Не буду рассказывать о встрече с родственниками, полагаю, они безжалостно выставили бы меня прочь, но закон был на моей стороне. Родственниками они, как выяснилось, были мне очень отдаленными: какие-то троюродные кузены, супруги Трофимовы, и две их дочки. Я так и не понял, с кем же я состою в родстве - с супругом или с супругою. Они, вероятно, уверовав в мою смерть и торопясь вступить во владение имением, пока суд да дело, бесцеремонно вселились в мой дом, разогнали старых слуг и пытались прибрать к рукам мое имущество.
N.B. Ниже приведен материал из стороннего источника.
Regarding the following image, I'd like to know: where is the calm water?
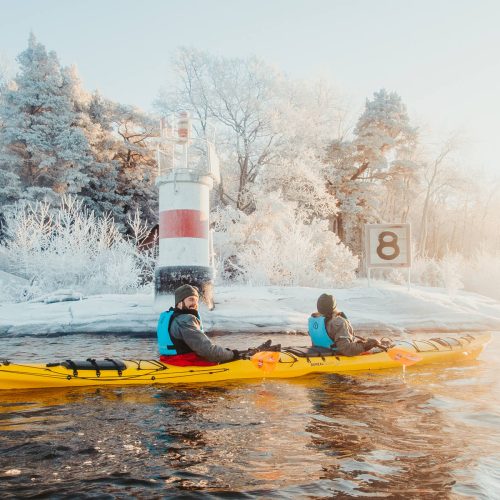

Веди они себя приличнее, я, быть может, приютил бы их у себя. Но их явное разочарование тем, что я жив, и неприкрытое стяжательство заставили меня расстаться с ними без сожаления. Я сразу же вернул в дом Анфису Ивановну и опять вручил ей бразды правления.

Скоро сказка сказывается, да не скоро дело делается. Хоть претензий к покойному Николаю Матвеевичу у меня не было, однако бухгалтерию вел он весьма примитивно. Предстояло разобраться в его записях, какие-то долги получить, какие-то погасить. Словом, впервые мне пришлось самому заботиться о себе. На устройство дел у меня ушел почти год.